Recently the European Court of Justice has called the European Union-United States Safe Harbor Framework into question. The Framework, which went into effect in 2000, aimed to make it easier for U.S. organizations to collect data about E.U. citizens. The decision leaves about 4,500 U.S. companies in a state of purgatory with their business operations relating to the data transfer of data about E.U. citizens.
The story of the Safe Harbor framework starts in 1998 when the European Commission enacted its Directive on Data Protection. This directive prohibited the transfer of personal data from European Union members to third countries that do not provide, either through domestic legislation or international commitments, an “adequate” level of protection. In order to enforce the Directive on Data Protection, the European Commission, called upon all member-states to designate a public authority to monitor the national application of the Directive.
In order for the U.S. to comply with E.U. Directive on Data Collection, the U.S. Department of Commerce in conjunction with the European Commission created the Safe Harbor Framework. The Safe Harbor Framework was meant to ensure that U.S. organizations receiving personal data from members of the E.U. would adhere to privacy standards essentially equivalent to those in the E.U. In order to receive data from the E.U. under the Safe Harbor Framework, a U.S. organization would have to publically declare that it would comply with the principles set forth by the Safe Harbor Framework. After an organization publicly announced its compliance, it could receive data from the E.U.
Fast forward to 2013, an Austrian Facebook user named Maximilian Scherms filed a complaint with the monitoring authority in Ireland stating that the U.S. did not provide an adequate level protection for his personal data. (As a side note: Facebook’s main European Server is in Ireland, so all Facebook data that gets transferred to the U.S., gets transferred to the U.S. from Ireland). The complaint was motivated by the Edward Snowden leaks, most notably about the NSA, that the laws and government of the United States do not adequately protect personal information from government surveillance. The monitoring authority in Ireland dismissed the complaint stating that the European Commission had already written a decision stating that the United States did, in fact, provide an adequate level of privacy.

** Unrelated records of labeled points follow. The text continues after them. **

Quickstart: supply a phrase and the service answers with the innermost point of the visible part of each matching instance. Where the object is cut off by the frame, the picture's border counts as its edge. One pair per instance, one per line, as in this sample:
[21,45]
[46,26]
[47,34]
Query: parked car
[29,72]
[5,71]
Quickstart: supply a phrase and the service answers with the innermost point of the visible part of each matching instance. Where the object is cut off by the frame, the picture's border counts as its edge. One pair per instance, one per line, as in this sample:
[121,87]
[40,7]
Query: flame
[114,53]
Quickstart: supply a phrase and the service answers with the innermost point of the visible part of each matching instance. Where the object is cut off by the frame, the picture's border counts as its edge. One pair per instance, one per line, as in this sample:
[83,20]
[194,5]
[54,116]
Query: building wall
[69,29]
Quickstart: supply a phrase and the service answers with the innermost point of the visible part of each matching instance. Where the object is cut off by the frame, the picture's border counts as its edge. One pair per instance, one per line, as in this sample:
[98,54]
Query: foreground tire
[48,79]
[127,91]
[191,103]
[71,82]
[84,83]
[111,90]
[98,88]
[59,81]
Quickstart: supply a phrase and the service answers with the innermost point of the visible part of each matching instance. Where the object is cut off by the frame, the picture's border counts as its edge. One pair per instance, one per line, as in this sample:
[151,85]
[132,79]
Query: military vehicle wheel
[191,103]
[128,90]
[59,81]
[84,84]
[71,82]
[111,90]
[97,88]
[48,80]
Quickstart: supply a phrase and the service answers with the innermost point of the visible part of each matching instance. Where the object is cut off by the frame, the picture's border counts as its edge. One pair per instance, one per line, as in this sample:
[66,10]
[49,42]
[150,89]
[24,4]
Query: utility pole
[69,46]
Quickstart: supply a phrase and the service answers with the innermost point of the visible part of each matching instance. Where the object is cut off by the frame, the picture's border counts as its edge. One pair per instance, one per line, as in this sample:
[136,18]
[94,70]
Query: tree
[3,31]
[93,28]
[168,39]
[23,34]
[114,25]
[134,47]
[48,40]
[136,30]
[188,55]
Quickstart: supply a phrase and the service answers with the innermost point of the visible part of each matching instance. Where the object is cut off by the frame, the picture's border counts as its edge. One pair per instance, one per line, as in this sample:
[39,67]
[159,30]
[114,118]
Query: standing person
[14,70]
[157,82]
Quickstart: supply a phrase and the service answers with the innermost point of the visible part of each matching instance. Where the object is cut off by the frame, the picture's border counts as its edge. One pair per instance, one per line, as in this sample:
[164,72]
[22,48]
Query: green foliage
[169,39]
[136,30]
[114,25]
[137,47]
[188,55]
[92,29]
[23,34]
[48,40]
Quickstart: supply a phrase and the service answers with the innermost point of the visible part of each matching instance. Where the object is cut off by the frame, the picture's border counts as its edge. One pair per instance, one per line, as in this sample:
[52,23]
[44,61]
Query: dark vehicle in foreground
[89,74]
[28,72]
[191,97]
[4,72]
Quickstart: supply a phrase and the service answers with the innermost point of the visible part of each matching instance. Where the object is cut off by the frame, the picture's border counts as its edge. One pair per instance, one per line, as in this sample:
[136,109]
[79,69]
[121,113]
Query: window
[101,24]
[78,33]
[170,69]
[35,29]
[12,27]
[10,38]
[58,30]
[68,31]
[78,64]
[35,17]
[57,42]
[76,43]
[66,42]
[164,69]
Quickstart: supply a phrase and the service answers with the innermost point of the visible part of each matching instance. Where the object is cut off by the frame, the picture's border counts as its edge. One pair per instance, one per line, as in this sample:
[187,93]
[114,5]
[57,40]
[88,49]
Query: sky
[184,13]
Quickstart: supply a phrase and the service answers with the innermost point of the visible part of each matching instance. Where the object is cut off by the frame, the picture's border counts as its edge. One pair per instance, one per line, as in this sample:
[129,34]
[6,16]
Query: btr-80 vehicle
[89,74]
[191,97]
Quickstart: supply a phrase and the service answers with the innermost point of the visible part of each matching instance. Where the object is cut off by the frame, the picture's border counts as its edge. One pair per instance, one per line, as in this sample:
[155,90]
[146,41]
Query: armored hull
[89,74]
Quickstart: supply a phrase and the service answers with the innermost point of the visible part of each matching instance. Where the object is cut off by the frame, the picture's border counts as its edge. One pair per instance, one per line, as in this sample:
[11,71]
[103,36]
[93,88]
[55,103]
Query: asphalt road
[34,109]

Consequently, Scherms brought suit before the Irish High Court, which handed the case up the European Court of Justice for a preliminary ruling. The ECJ found that the existence of a decision by the European Commission on whether or not a third country provides adequate privacy protections of personal data should not preclude the monitoring authority from investigating claims of whether a third country complies with the standards mentioned in the Directive. Thus, the ECJ gave the public authorities in the E.U.’s member states the power to investigate claims that a third country does not give adequate privacy to personal data and suspend the transfer of data to those countries.
The ECJ also called into question the European Commission’s scrutiny of the Safe Harbor Framework. It noted that the point of the Safe Harbor Framework was meant to ensure that the U.S. was providing a level of data protection essentially equivalent to that provided in the E.U. either by its domestic laws or it international obligations.
However, the ECJ never reached the question of whether the Safe Harbor framework provided an equivalent set of privacy protections. Instead, the ECJ found that only private entities were subject to the Safe Harbor Framework and that public entities were not. Further, the court made note that where there was a conflict between an organization’s obligations to the Safe Harbor framework conflicted with the internal laws of the United States, the internal laws of the United States would prevail. Thus, if Congress or a government agency created a law or regulations conflicting with the principles set forth in the Safe Harbor Framework, the organization would act in accordance with the U.S. legislation or regulations. In effect, the Safe Harbor Framework might become illusory if Congress or an agency so decides. In that sense, the decision seems logical, especially given the ever-changing state of privacy laws in the United States.
However logical the ECJ’s decision may seem, it leaves U.S. businesses scratching their heads. Before, the Safe Harbor Framework was fastest and most efficient means of acquiring data from Europe. Now, it’s in a state of flux.
At any time a monitoring authority may pull the plug on the Safe Harbor Framework.
Some companies have seen this coming and have used European Approved model contract clauses. It should be noted that these clauses limit the amount of personal data that a U.S. organization can receive. Also, the U.S. and Europe have been discussing a new Safe Harbor Framework II for almost two years.
Thus, while the decision is certainly a blow to the Safe Harbor Framework and the organizations that rely on it, it should not be seen as definitive stop of data sharing between the U.S. and the E.U. There are still methods by which U.S. organizations can obtain personal data from Europe and it looks like a new safe harbor framework might be reached before the rug gets pulled out on the current one.